When should a project seek DFI-led blended finance instead of foundation-led? DFI-led structures work best when the underlying project has a proven technology or business model, operates in a country with an investment-grade or near-investment-grade sovereign rating, requires more than $20 million in total financing, and can offer contractual revenue streams (such as power purchase agreements or government concessions). DFIs bring co-lending networks, political risk insurance, and preferred creditor status that reduce the cost of capital for growth-stage infrastructure.

What types of projects are best suited to foundation-led catalytic capital? Foundation capital is most impactful for first-of-kind technologies, early-stage enterprises with no revenue history, projects in least-developed or conflict-affected countries, and sectors that DFIs consider unbankable such as clean cooking, smallholder climate-smart agriculture, and community-based adaptation. Foundations can also fund the project preparation and feasibility studies that generate the data and structure needed for later DFI or commercial investment.
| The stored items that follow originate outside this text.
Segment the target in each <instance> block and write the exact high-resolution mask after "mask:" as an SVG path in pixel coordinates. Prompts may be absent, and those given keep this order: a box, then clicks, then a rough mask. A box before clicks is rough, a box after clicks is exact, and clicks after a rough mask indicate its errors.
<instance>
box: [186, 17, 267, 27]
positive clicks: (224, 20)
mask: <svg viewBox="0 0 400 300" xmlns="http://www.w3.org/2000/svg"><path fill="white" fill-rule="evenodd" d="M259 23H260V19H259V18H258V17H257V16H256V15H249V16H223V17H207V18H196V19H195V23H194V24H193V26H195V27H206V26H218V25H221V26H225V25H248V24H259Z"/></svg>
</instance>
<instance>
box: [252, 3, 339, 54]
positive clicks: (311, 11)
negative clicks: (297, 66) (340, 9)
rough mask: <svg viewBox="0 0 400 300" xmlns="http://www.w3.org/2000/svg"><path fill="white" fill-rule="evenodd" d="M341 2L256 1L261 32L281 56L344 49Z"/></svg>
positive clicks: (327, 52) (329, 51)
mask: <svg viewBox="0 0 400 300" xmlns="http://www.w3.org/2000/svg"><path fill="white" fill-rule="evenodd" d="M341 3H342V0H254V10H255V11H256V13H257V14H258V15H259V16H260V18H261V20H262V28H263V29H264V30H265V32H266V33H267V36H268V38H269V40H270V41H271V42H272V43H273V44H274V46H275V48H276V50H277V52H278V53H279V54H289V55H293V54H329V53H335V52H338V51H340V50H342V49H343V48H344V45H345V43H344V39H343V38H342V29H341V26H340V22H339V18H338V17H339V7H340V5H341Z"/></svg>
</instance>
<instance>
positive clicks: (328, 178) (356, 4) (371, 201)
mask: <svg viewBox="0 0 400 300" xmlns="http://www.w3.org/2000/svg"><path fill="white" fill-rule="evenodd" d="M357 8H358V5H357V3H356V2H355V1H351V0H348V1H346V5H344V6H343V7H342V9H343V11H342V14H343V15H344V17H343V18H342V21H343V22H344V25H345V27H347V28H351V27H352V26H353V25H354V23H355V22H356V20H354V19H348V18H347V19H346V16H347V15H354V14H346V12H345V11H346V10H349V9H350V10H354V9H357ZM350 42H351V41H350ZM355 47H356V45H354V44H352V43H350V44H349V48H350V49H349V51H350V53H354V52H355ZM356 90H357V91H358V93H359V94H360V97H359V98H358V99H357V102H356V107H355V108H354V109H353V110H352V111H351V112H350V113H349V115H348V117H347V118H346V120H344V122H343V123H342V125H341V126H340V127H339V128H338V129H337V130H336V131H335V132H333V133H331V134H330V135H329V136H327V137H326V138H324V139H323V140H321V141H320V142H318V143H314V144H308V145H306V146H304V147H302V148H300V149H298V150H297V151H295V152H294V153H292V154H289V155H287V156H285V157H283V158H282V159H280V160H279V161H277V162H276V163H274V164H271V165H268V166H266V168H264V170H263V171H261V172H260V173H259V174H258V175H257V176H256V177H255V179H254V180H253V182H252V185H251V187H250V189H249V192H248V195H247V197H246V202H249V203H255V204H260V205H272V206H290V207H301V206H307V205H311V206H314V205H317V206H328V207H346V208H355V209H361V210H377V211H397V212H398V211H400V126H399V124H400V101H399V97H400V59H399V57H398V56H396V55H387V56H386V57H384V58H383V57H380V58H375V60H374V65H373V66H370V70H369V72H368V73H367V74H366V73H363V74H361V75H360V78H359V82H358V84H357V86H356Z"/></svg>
Can DFI and foundation capital be combined in the same deal? Yes, and this is increasingly common. Convergence (2025) reports that 28 percent of blended finance transactions in 2024 involved both DFI and philanthropic capital. A typical layered structure might place a foundation in the first-loss equity tranche (absorbing the highest risk), a DFI in the mezzanine or senior debt position, and commercial investors in the senior tranche with a partial guarantee from the DFI. Climate Fund Managers' Climate Investor One vehicle exemplifies this model, layering capital from the Dutch development bank FMO, the Nordic Development Fund, and several private foundations.

How do mobilization ratios compare in practice? DFI-led deals average 3.8:1 (every dollar of concessional capital mobilizes $3.80 in private capital), while foundation-led deals average 1.5:1 (Convergence, 2025). However, mobilization ratios are context-dependent. A DFI guarantee on a renewable energy bond in an upper-middle-income country might achieve 8:1, while a foundation first-loss position in a smallholder agriculture fund in a fragile state might achieve only 0.5:1. The lower ratio does not mean lower impact; it reflects the higher risk and greater additionality of foundation capital.

What reforms could improve blended finance effectiveness? Three reforms would have outsized impact: first, implementing the G20 Capital Adequacy Framework recommendations to unlock $300 billion to $400 billion in additional MDB lending capacity; second, standardizing concessionality measurement so that donors and investors can compare the subsidy cost per tonne of CO₂ avoided across instruments; and third, creating shared data infrastructure (building on Convergence's database) so that deal performance data becomes a public good that reduces transaction costs for future deals.